Performance Benchmarking#

Using Legate timing tools#

Use legate’s timing API to measure elapsed time, rather than standard Python timers. cuPyNumeric executes work asynchronously when possible, and a standard Python timer will only measure the time taken to launch the work, not the time spent in actual computation.

Make sure warm-up iterations, initialization, I/O, and other one-time computations are excluded while timing iterative computations.

Here is an example of how to measure elapsed time in milliseconds:

import cupynumeric as np
from legate.timing import time

init() # Initialization step

# Do few warm-up iterations
for i in range(n_warmup_iters):
    compute()

start = time()
for i in range(niters):
    compute()
end = time()

elapsed_millisecs = (end - start)/1000.0

dump_data() # I/O

Guidelines for performance benchmarks#

Manual partitioning of data for use with message-passing from Python (say, using mpi4py package) is discouraged.

Ensure that the problem size is large enough to offset runtime overheads associated with tasks. A rule of thumb is that the problem size is large enough for a task granularity of about 1 millisecond (as of release 23.07).

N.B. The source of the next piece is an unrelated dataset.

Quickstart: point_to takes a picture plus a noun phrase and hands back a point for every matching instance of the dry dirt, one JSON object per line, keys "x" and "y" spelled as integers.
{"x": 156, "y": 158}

For arrays that are small, or for arrays that operate on a subset of a larger array, it is recommended that they be merged with similar operations when possible. For example, in some applications using structured meshes, boundary conditions are set on a subset of data (at the boundaries only) which typically tends to be a sequence of very small operations. When possible, boundary conditions for different variables and different boundaries should be combined. In general, merging small operations might yield better results.